In January, the Atlanta Symphony received a $1.8 million gift to the orchestra’s endowment — announced here — that also included a special musician’s award, named the Mabel Dorn Reeder Honorary Chair.
Principal trumpet Thomas Hooten, 34, has been named its first recipient.
The Reeder Chair is a merit-based award for an ASO player who, according to the gift, “demonstrates excellence in musical artistry, leadership, collegiality and community engagement. The chair may be granted to any tenured orchestra member, including those who already occupy a named chair. Recipients will be awarded a one-time $10,000 stipend at the start of their five-year term as the honoree, to be utilized for professional development. The award will be celebrated every five years.”
The musicians don’t apply for it; a five-member committee — ASO Music Director Robert Spano, President Stanley Romanstein, board Chairman Ben Johnson, General Manager John Sparrow and an orchestra volunteer — makes the choice.
Asked what he’ll do with the money, Hooton replied: “I’ll have to think about it. There are so many people in this orchestra who deserve this — with chamber music ensembles or education groups. I don’t have an answer right now.”
Hooten is one of the young stars of the ASO, playing at a top national level.
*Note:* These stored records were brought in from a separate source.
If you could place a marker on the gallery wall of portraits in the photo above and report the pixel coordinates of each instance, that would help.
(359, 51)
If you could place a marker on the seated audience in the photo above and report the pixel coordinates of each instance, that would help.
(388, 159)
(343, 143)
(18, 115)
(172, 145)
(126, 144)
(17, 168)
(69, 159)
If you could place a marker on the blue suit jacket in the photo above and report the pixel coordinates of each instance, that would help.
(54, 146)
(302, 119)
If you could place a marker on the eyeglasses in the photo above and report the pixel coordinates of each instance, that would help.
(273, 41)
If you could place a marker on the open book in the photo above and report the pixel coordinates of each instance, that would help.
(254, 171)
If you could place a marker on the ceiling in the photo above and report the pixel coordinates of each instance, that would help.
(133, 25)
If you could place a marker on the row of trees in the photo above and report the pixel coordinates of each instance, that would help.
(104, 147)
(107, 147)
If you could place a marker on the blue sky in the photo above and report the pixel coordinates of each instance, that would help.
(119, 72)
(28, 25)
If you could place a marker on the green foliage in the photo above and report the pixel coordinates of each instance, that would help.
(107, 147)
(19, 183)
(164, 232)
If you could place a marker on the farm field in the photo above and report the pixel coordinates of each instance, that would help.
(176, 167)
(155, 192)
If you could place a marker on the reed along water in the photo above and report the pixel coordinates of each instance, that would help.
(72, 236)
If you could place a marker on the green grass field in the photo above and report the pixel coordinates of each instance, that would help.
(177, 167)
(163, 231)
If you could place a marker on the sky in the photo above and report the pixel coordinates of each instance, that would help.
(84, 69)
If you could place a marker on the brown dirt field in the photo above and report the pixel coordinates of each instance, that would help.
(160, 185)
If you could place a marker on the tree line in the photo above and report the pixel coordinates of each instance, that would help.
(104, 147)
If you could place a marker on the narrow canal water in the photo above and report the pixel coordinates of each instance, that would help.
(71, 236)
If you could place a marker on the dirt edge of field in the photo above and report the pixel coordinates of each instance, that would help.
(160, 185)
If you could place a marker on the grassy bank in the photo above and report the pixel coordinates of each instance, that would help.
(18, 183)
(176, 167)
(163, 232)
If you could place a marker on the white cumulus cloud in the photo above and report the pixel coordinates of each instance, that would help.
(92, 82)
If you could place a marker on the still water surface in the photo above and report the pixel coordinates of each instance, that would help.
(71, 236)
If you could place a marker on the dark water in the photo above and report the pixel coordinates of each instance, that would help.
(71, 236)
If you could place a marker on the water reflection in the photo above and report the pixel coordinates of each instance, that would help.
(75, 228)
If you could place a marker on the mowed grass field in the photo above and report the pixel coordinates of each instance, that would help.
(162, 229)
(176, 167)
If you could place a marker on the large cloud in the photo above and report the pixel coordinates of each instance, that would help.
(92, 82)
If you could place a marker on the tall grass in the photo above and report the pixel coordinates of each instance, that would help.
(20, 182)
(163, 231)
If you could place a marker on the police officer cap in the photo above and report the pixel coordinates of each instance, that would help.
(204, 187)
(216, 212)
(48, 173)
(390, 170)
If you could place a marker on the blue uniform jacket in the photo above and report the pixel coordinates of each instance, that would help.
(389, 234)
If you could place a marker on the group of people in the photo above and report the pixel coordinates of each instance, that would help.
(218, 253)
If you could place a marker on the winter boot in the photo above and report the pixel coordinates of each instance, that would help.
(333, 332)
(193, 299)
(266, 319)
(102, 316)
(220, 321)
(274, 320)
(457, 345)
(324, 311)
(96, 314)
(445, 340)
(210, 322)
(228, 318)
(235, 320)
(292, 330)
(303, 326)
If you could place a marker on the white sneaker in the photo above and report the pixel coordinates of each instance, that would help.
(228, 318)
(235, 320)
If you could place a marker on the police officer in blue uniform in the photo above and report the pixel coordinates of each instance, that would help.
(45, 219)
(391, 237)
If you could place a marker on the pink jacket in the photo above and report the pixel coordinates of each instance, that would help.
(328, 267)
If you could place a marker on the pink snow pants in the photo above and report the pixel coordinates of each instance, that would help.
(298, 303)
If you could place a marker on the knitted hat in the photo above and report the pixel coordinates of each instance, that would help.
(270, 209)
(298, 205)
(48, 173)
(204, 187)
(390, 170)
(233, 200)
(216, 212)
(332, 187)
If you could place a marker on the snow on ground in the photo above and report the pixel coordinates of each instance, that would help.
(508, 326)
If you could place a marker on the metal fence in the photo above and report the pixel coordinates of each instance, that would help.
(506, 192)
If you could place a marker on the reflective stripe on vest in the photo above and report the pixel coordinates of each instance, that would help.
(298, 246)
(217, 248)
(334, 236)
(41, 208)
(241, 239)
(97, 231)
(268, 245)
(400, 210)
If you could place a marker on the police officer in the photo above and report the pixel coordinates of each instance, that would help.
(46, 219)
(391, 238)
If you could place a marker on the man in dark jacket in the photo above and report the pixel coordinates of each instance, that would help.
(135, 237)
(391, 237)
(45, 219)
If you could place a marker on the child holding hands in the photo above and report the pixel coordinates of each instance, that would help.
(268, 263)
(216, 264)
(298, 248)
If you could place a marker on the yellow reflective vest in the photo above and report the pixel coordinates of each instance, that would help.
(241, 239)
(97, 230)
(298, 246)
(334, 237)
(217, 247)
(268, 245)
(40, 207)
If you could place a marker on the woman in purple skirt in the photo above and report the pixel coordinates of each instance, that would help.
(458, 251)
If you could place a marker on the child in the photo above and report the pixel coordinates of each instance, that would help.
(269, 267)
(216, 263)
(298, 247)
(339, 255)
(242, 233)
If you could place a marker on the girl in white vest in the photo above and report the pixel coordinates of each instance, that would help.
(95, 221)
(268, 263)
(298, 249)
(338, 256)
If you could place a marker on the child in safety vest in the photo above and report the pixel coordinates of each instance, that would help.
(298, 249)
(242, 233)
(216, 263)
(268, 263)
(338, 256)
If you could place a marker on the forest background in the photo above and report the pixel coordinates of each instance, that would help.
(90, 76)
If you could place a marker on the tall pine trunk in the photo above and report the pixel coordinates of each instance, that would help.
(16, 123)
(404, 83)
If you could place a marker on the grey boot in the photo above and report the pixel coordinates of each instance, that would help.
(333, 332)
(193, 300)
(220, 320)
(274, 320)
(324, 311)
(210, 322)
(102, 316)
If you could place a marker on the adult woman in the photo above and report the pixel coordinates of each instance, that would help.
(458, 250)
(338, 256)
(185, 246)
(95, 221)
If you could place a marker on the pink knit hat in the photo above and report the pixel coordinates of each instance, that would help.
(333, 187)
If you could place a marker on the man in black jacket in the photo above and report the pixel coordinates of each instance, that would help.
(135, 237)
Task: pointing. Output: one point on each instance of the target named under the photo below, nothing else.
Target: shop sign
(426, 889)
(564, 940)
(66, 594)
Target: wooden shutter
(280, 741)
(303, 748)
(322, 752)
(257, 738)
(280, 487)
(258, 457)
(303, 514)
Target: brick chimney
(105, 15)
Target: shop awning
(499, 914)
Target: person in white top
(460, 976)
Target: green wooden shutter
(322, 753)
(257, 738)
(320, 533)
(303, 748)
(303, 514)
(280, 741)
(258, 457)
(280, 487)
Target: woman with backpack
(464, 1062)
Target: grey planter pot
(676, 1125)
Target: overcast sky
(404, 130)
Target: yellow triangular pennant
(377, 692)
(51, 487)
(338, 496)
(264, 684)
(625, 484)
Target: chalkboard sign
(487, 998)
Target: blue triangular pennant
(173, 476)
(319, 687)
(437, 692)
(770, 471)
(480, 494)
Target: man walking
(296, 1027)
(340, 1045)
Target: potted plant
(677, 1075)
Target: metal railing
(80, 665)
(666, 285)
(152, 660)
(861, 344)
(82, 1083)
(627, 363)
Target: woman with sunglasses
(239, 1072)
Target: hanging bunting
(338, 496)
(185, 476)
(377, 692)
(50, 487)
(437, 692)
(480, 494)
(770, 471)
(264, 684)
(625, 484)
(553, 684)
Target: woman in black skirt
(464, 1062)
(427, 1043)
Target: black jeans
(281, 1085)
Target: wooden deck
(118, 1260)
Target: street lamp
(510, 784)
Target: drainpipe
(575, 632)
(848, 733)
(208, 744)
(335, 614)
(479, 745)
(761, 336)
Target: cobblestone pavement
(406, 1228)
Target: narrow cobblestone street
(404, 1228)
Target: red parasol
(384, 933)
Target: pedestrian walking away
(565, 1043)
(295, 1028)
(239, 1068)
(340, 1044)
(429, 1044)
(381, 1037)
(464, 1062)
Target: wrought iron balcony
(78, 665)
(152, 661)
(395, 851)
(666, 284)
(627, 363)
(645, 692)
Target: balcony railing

He has released a self-produced CD titled “Trumpet Call.” Since he has no project in mind, he was asked if the award amounted to just a salary bonus.
“No, this money is specifically for growth,” he replied, “so I can be the best I can be as principal trumpet. I’d like to live up to my potential in artistic excellence and leadership. I really look up to the ASO leadership, especially Robert Spano, Stanley Romanstein and Ben Johnson. They’re incredible leaders in every way. The intent of the gift, as I see it, is to help sustain this great orchestra from the inside.”